Он пошел на кухню, взял ножницы, разрезал бинт, размотал его. Под влажной марлей покоились две уже подзатянувшиеся ранки: одну оставила сломанная кость, другую – медицинский инструмент. Первые две костяшки были бледно-лиловыми, последние две скрывались под отеком, там кожа была желтоватой. От ощущения сырости и непривычной свободы движения руке было неуютно, ей снова стало боязно двигать. Тем не менее, он покрутил ею в кисти. У медицинского прокола был какой-то бугорок. При нажатии он отозвался жгучей болью. Найдя рассадник той боли, которую раньше он чувствовал лишь по чуть-чуть, веснушчатый ночной гореспортсмен испытал ужас, смешанный с удовлетворением. Как будто пыльцы, пошарив в области, где смутно болит, наконец, возвращаются назад, неся на кончиках кровь. Судя по всему, это было основание спицы, а если точнее – новая игра. Перед тем, как снова уснуть, он катал под пальцами свою новую игрушку – ее округлость и выпуклость были бесподобны, а жгучая боль была сладостным лишением, не разрешающим нажимать слишком сильно, но соблазняющим касаться снова и снова.

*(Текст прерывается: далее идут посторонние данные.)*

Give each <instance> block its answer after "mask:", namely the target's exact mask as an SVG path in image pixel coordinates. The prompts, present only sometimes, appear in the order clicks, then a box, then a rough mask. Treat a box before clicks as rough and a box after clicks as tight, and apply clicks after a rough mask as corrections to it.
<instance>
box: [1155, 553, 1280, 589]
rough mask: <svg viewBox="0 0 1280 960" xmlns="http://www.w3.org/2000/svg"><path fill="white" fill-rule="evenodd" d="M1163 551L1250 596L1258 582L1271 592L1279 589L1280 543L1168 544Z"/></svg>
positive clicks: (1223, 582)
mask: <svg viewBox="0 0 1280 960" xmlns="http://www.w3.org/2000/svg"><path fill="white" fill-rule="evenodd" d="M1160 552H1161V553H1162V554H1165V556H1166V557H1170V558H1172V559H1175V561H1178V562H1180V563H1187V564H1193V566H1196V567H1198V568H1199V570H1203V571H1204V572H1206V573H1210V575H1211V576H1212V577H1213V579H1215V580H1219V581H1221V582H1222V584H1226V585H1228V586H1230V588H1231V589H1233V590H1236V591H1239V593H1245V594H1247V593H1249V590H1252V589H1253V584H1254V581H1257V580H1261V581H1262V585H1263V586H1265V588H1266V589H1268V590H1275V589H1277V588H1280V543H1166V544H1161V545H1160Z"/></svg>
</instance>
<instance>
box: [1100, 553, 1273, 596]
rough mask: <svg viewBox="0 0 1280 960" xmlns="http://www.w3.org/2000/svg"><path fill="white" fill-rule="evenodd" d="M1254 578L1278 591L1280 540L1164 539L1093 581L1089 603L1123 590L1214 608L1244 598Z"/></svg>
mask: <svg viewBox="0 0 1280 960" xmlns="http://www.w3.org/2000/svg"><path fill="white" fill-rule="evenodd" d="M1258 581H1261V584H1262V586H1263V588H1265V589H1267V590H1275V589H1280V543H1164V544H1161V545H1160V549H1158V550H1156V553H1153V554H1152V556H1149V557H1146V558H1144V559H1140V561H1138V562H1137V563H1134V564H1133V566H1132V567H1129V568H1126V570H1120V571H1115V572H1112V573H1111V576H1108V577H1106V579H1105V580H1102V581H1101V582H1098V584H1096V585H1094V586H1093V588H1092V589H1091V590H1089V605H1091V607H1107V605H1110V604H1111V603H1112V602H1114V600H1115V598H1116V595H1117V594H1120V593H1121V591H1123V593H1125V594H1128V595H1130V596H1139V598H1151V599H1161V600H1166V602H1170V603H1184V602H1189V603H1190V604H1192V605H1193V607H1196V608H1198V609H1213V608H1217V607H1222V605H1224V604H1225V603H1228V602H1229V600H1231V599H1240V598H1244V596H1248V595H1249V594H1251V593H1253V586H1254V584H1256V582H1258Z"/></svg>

Проснулся он в девять утра. Если спал допоздна, ему казалось, что он пропустил что-то важное, а закатные лучи при пробуждении всегда нагоняли на него тоску и чувство опустошенности. Утром он обычно писал или читал, потому что утро – это кроткая и нежная пора, когда все еще будто бы не в счет.

Кожа на руке подсохла, отечная область покрылась мелкими шелушащимися бороздками. Две вдавившиеся косточки придавали руке неестественно гладкий вид. Зеленка расплылась от проколов тусклыми изумрудными разводами, заполняя бороздки, и кожа оттого напоминала чешую ящерицы.

Собирался на улицу он рассеянно: к мыслям присосалась, впрыснув в тело озноб, пиявка навязчивой дилеммы: уменьшился ли отек, или же спица стала сильнее выпирать из-под кожи?

Стояла солнечная жаркая погода, и в тени подъезда была блаженная прохлада. Он пошел через двор. Полуденное солнце слепило сонные глаза, припекало грудь, горячий воздух был терпким и душным, пыль щипала горло. Впереди показался шлагбаум. Подошва нагрелась от раскаленного асфальта, стельки намокли от пота. Сейчас пройти мимо нельзя, надо прыгнуть. Сделать несколько длинных аккуратных шагов и прыгнуть, оттолкнувшись изо всех сил и прижав к себе ноги. Хорош отдыхать!